- Theatrical release poster
- Directed by: John Henderson
- Written by: Toby Davies
- Based on: Friday Download
- Produced by: Jeremy Salsby Jules Elvins Dan Shepherd
- Starring: Dionne Bromfield; Shannon Flynn; Bobby Lockwood; George Sear; Richard Wisker; Ethan Lawrence; Louisa Connolly-Burnham; Tyger Drew-Honey;
- Cinematography: John Ignatius
- Edited by: Steve Tempia
- Music by: Jamie Salisbury Banks & Wag
- Production companies: Saltbeef TV Pilot Media Heron Television Paddock Productions
- Distributed by: Great Point Media Spirit Entertainment Limited
- Release date: 22 May 2015 (UK);
- Running time: 93 minutes
- Country: United Kingdom
- Language: English

= Friday Download: The Movie =

Friday Download: The Movie (released theatrically as Up All Night) is a 2015 British comedy film directed by John Henderson and is based on Friday Download, a children's entertainment programme airing on CBBC. The film was announced in 2014 and released on 22 May 2015. It stars Dionne Bromfield, Shannon Flynn, Bobby Lockwood, George Sear, Richard Wisker, Ethan Lawrence, Louisa Connolly-Burnham and Tyger Drew-Honey.
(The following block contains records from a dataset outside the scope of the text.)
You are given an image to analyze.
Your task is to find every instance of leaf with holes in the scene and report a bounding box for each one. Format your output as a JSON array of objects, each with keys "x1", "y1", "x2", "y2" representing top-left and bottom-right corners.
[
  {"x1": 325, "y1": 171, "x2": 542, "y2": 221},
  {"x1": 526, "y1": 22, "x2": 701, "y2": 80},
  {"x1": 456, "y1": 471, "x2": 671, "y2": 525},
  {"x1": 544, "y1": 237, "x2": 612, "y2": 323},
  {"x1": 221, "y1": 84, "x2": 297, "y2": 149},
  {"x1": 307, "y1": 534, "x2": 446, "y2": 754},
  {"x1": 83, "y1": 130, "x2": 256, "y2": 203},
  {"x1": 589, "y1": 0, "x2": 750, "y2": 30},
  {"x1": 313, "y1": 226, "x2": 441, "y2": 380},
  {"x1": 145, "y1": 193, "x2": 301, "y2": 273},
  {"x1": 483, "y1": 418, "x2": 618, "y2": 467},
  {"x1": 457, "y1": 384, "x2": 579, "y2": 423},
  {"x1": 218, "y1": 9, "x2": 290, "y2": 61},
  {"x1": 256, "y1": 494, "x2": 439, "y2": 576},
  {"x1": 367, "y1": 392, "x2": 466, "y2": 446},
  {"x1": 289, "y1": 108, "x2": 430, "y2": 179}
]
The film was distributed by Great Point Media and produced by Jeremy Salsby, Jules Elvins and Dan Shepherd, with Toby Davies writing the screenplay.

== Cast ==
- Dionne Bromfield as Dionne
- Shannon Flynn as Shannon
- Bobby Lockwood as Bobby
- George Sear as George
- Richard Wisker as Richard
- Ethan Lawrence as Fraser
- Louisa Connolly-Burnham as Clara
- Tyger Drew-Honey as Caleb
- Luke Langsdale as Uncle Pete
- Angus Barnett as Gene Peck
- David Mitchell as Policeman
- The Vamps as themselves
- Bars and Melody as themselves
- Greg Davies as himself (cameo)

== Production ==
The film was shot over four weeks in and around Swansea. Filming commenced on 6 September 2014 in Margam Country Park, Wales. The film was fully financed by Great Point Media and is produced by Jeremy Salsby of Saltbeef TV and Jules Elvins of Pilot Media.

== Release ==
Friday Download: The Movie was released in the UK and Ireland on 22 May 2015, exclusively in Vue cinemas. The film was released under the title Up All Night. International sales were handled by Genesis Media Sales.

== Home media ==
Friday Download: The Movie was released on DVD and on demand by Spirit Entertainment Limited on 19 October 2015.